A few days after being accused by the Environmental Protection Agency of cheating on its emissions tests, Fiat Chrysler is now being investigated by the Justice Department for failing to disclose secret software that allegedly facilitated the fraud, according to Bloomberg.
Earlier this week, an EPA administrator said FCA’s software appeared to be in violation of the Clean Air Act and was likely contributing to “illegal pollution.” The EPA stopped short of calling the software “defeat devices,” but has sent a request to Fiat Chrysler asking them to prove otherwise. The vehicles in question include Jeep Grand Cherokees from 2014 to 2016, and Dodge Ram 1500 Trucks.
In a statement, a spokesperson for FCA said the company “intends to work with the incoming administration to present its case and resolve this matter fairly and equitably.” It said it was “disappointed” by the EPA notice of violation and is looking forward to demonstrating that FCA’s emissions control strategies are “properly justified and thus are not ‘defeat devices’ under applicable regulations and to resolve this matter expeditiously.”

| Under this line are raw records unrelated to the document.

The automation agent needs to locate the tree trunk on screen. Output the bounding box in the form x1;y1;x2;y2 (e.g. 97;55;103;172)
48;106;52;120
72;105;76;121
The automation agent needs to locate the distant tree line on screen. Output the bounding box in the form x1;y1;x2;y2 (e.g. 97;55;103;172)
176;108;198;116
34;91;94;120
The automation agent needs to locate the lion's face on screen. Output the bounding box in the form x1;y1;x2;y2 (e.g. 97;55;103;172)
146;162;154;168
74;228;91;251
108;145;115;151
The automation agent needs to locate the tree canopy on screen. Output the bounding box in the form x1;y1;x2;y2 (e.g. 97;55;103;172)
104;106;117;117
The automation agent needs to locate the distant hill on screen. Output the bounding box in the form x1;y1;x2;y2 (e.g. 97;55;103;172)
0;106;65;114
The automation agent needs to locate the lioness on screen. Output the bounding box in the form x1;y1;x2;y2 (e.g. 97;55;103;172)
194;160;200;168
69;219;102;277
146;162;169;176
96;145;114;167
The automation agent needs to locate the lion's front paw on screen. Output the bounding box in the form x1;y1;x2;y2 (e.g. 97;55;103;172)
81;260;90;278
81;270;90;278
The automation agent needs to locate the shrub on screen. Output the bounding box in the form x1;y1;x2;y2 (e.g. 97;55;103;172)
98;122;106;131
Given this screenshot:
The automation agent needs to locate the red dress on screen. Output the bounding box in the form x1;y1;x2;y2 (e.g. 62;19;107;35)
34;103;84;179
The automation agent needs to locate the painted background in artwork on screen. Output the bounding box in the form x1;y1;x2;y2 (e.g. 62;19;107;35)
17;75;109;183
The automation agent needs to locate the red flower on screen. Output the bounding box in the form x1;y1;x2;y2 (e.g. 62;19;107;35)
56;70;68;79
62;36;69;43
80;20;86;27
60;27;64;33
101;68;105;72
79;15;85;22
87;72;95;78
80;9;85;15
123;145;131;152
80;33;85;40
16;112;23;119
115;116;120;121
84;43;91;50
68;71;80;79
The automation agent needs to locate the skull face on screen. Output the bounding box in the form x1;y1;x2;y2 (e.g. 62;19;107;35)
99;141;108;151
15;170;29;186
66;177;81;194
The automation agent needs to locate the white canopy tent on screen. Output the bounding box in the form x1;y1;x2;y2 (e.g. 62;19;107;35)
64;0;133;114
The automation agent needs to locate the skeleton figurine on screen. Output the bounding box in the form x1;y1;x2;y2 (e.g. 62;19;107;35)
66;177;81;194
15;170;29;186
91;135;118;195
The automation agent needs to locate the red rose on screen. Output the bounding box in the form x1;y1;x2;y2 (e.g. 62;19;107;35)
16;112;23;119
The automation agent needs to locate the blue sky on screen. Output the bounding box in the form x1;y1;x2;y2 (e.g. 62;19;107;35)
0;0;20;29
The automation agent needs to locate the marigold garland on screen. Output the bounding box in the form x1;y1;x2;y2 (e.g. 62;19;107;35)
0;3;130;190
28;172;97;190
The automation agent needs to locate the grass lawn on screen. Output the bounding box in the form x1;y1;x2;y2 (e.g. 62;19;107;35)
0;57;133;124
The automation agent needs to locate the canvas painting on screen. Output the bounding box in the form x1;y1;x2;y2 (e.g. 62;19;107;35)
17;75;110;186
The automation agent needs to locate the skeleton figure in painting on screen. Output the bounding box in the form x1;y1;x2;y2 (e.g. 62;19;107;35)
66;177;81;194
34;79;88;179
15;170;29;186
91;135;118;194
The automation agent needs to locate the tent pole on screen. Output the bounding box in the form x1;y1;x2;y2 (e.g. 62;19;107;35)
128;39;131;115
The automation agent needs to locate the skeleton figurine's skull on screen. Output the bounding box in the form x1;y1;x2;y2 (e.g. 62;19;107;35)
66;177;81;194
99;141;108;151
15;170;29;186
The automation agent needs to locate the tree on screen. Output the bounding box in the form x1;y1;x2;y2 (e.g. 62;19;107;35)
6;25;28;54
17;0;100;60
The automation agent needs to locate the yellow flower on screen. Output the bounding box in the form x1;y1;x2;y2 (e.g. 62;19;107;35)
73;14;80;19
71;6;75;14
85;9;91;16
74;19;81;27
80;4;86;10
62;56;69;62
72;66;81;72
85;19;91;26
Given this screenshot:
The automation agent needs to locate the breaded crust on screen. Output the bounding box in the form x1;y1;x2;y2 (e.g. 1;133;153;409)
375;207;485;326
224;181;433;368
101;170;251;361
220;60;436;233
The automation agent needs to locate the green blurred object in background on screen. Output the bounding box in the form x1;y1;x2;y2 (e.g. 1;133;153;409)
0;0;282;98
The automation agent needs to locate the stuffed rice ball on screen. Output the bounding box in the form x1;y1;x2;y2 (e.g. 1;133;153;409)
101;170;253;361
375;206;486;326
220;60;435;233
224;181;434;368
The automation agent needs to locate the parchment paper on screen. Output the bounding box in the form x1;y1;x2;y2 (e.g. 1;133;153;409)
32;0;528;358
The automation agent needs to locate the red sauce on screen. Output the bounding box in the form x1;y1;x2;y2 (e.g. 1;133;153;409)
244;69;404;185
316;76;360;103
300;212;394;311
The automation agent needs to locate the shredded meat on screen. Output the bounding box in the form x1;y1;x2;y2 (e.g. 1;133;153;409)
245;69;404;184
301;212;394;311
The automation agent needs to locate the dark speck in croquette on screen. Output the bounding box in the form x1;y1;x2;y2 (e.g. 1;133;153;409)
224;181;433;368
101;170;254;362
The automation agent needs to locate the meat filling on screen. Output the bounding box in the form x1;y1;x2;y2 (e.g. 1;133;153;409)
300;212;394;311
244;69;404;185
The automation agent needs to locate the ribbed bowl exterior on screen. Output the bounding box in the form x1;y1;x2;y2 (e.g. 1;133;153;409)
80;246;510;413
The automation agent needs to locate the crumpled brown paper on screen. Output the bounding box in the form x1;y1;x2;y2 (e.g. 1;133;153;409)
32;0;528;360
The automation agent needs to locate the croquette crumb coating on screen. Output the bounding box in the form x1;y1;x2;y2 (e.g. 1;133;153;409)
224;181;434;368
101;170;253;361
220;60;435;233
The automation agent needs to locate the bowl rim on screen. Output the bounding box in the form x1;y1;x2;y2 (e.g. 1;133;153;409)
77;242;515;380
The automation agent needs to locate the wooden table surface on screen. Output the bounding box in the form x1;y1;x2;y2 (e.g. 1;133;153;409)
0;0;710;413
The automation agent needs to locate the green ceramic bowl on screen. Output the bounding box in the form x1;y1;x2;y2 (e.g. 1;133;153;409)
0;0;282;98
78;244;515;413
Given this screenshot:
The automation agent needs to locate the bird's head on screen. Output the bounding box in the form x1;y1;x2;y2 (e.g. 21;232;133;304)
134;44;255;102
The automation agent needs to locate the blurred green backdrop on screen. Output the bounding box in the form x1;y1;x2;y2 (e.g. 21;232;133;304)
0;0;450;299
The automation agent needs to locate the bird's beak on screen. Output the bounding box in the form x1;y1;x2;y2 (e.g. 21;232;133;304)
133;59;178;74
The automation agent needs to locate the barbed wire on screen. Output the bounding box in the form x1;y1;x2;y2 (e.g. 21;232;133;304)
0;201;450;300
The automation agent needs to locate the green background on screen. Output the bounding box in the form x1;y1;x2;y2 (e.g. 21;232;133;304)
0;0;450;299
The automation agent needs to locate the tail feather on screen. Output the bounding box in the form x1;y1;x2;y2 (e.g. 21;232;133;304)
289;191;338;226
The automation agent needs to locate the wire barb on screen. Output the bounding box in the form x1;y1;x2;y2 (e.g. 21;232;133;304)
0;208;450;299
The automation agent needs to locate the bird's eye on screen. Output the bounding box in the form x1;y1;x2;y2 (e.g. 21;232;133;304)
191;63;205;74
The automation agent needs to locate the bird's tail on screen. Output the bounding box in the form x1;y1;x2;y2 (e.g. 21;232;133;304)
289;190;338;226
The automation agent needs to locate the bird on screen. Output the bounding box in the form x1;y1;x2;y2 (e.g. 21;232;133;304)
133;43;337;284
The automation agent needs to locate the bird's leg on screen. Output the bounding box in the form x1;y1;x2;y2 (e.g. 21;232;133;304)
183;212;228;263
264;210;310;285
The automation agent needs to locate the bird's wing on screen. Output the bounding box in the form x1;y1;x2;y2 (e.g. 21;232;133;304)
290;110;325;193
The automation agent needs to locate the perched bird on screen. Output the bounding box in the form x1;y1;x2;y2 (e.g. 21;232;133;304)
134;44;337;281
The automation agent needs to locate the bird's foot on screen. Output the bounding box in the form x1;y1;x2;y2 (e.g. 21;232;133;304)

The scandal now hovering over FCA seems to share a lot of similarities with Volkswagen’s so-called Dieselgate, which also flared up this week when a VW executive was arrested by the FBI on charges of conspiring to defraud US customers. VW is said to have reached a $4.3 billion settlement with regulators.
According to Bloomberg, Fiat Chrysler used technology from German auto supplier Bosch, which is also under investigation for its role in providing software to VW. The FCA probe is likely to involve less vehicles than the VW investigation, but considering FCA’s precarious debt situation, could still hobble the automaker. FCA’s shares fell as much as 4.5 percent and were down 3 percent to $9.65 in New York trading.
In a call with reporters yesterday, FCA CEO Sergio Marchionne called the allegations “absolute nonsense.” He admitted his company’s software may be “technically deficient,” but denied accusations that it was similar to VW’s cheat devices.